A big part of my practice is assisting financial advisors, third party administration (TPA) firms, and plan sponsors nationally with what I call an open phone policy. Financial advisors, TPAs, and plan sponsors can call me up with any questions they have about qualified and non-qualified plans without having to worry that they are going to be charged for just getting an answer to a question. I am all about building relationships and helping people in the retirement plan community, save one retirement plan at a time. So if you need any quick answer or help, give me a call (cheap plug).

That being said, I got two questions on the left coast that were different but both ended with that saying I have heard so many times over the last 16 years as an ERISA attorney.

The first question came from a TPA in California. A defined benefit plan sponsor wanted to invest in a mortgage in a building that the plan sponsor would buy and the plan sponsor would live in. Of course, there is something called a prohibited transaction and an exemption from the Department of Labor won’t happen. Of course, the client’s financial advisor claimed that what the plan sponsor wanted to do was fine “because everyone does it.”

In the second question, an attorney friend of mine asked me about a client of theirs who had a retirement plan, but wasn’t covering the leased employees in their office. Since the leased employees didn’t meet any of the exceptions for coverage set out by the Internal Revenue Code, they had to be covered. Of course the client thought that not covering the leased employees was fine “because everyone does it.”

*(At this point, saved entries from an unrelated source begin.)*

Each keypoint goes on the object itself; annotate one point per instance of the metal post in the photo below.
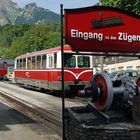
(62, 62)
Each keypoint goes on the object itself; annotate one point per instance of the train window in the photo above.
(20, 64)
(29, 63)
(38, 62)
(44, 58)
(55, 60)
(83, 61)
(33, 62)
(69, 61)
(24, 63)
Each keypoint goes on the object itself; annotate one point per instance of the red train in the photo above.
(6, 68)
(42, 70)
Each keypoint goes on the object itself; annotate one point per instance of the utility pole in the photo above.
(102, 63)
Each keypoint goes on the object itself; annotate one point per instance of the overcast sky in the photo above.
(54, 5)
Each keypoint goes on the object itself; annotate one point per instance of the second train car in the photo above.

As an ERISA attorney, I have to counsel my clients to operate their sponsorship of retirement plans within the limits of the Internal Revenue Code and ERISA. I don’t care what everyone else is doing if what they are doing would result in plan disqualification or sanction if caught by the Internal Revenue Service and Department of Labor. Plan sponsors and plan trustees are plan fiduciaries and have to act prudently within the confines of the law. Simply saying everyone is breaking these laws is no defense.

I had a client being sued by the government because as a plan fiduciary, they didn’t make sure the TPA was doing their job. Saying that they aren’t liable because most other plan sponsors don’t make sure their TPAs are doing their job is no defense.

The DOL and IRS won’t care if everyone is doing it; they just want to make sure plan sponsors don’t.